La moneta unica europea è un dato ormai acquisito. Vent’anni di euro hanno fatto ormai dimenticare i tempi turbolenti della lira, con le svalutazioni competitive e un valore facciale vicinissimo allo zero. Con una lira non si comprava nulla. Una moneta che non era un bel biglietto da visita per un Paese, come l’Italia, che era e rimane una delle più importanti economie industriali del mondo. Ogni tanto si parlava della necessità di introdurre una “lira pesante” o di “nuova lira” togliendo due o tre zeri al valore facciale. Non se ne è fatto mai nulla per la complessità dell’operazione e il rischio di dare una spinta all’inflazione rendendo vana la dura battaglia condotta contro l’aumento dei prezzi.
Le vicende della lira sono uno stimolo a guardare alle monete non solo come elemento macroeconomico, ma anche nella realtà concreta dei dischetti di metallo, spesso prezioso, con raffigurati principi e re. La moneta secondo gli economisti serve essenzialmente per tre scopi: è una unità di misura del valore delle cose, è uno strumento di pagamento, è una riserva di valore per rendere possibile il risparmio. Non è un caso che quello che è considerato il maggior economista del Novecento, John Maynard Keynes, sia ricordato non solo per la “Teoria generale dell’occupazione, dell’interesse e della moneta”, ma anche per un’opera monumentale, scritta pochi anni prima, come il “Trattato sulla moneta”.
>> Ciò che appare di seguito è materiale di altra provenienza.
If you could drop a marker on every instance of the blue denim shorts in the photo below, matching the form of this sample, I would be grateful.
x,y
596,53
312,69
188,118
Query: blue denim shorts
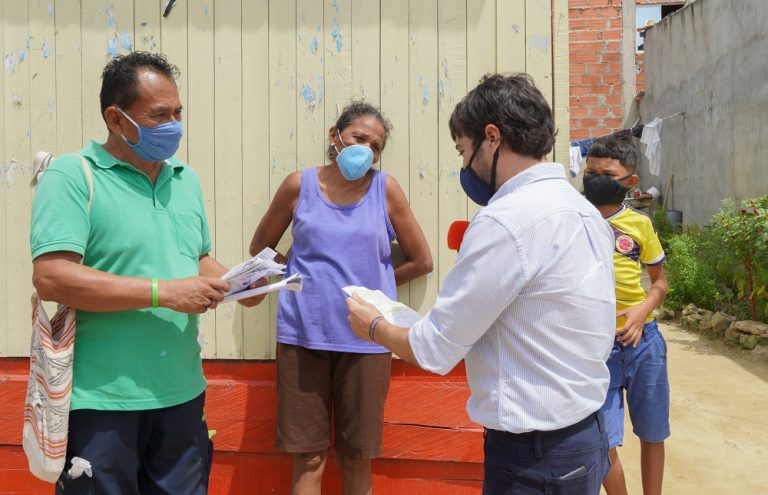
x,y
640,373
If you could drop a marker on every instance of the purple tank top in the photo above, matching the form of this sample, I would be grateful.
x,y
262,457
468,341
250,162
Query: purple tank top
x,y
335,246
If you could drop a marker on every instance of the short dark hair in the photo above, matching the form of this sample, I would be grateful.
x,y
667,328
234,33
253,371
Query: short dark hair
x,y
514,105
360,108
118,85
621,148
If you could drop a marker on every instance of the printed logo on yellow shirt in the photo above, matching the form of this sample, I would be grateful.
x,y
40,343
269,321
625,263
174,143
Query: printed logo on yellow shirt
x,y
624,244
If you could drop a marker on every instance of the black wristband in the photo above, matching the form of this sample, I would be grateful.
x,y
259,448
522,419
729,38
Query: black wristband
x,y
372,328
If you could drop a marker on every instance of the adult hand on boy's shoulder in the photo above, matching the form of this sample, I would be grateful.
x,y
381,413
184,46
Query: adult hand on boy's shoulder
x,y
632,331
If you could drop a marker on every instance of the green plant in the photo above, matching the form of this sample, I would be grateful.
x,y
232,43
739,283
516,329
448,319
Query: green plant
x,y
691,277
742,235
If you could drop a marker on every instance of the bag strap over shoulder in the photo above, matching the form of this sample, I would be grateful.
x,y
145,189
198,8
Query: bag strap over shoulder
x,y
43,159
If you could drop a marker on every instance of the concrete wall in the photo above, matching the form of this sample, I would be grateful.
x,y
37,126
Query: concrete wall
x,y
709,60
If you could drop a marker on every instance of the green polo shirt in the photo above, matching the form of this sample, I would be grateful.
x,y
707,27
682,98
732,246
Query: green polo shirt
x,y
127,360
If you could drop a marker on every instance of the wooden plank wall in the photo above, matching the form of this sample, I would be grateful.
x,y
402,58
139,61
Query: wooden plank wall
x,y
261,82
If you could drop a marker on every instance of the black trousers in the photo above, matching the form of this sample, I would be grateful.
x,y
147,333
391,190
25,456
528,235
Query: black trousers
x,y
158,451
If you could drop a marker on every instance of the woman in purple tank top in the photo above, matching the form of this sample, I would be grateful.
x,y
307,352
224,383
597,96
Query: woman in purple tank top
x,y
345,216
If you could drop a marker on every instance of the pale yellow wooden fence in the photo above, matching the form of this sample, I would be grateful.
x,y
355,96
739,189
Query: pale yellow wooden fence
x,y
261,82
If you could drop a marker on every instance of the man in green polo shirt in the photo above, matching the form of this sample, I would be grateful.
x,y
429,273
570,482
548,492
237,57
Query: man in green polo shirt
x,y
138,387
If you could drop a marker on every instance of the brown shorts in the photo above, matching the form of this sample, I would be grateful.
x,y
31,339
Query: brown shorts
x,y
314,386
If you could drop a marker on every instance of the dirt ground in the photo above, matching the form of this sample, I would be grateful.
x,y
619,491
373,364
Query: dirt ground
x,y
719,421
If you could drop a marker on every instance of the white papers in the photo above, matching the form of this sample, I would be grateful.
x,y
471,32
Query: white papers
x,y
260,266
295,283
394,312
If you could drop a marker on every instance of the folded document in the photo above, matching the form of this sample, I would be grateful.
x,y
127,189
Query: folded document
x,y
394,312
242,276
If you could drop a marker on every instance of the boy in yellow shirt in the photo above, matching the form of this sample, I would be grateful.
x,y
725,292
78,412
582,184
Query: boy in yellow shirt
x,y
638,360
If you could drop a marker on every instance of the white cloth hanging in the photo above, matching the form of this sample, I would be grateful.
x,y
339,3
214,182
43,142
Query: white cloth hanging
x,y
575,160
652,139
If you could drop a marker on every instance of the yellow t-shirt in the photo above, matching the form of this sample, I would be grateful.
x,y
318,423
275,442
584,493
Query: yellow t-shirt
x,y
635,244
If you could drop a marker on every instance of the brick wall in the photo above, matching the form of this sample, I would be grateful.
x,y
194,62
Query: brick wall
x,y
595,66
596,58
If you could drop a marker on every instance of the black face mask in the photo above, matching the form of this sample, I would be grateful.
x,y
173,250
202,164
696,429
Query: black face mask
x,y
604,190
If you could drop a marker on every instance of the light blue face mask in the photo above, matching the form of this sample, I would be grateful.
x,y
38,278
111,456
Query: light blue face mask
x,y
157,143
354,160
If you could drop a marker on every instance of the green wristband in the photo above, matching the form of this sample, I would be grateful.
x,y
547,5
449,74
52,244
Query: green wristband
x,y
155,295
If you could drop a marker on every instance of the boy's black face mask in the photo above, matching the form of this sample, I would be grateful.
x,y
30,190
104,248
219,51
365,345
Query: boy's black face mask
x,y
604,190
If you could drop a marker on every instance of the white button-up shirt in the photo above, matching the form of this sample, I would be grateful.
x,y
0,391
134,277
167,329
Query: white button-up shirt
x,y
529,306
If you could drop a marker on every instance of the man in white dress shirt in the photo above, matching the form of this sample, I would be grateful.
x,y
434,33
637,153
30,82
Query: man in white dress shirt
x,y
529,304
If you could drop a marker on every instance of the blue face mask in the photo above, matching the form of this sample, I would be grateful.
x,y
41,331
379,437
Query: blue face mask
x,y
478,191
157,143
354,160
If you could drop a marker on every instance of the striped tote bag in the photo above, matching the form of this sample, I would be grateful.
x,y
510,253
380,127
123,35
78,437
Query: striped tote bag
x,y
46,413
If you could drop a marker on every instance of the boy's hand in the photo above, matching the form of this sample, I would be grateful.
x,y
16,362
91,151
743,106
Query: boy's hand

La moneta è infatti un elemento centrale del sistema di più o meno libero mercato, un sistema che viene chiamato “capitalismo” proprio perché contraddistinto non semplicemente dai fattori di produzione e di consumo, ma anche per il contributo essenziale del risparmio, degli investimenti, dell’accumulazione e, secondo la teoria marxista, del plusvalore sottratto ai lavoratori.
La moneta tuttavia non è solo un perno fondamentale del sistema economico. È anche un’espressione della civiltà, è un simbolo del potere, è la rappresentazione della fiducia verso chi la emette. “Date a Cesare quel che è di Cesare”: in questa frase del Vangelo è in fondo racchiuso il significato di fondo della moneta.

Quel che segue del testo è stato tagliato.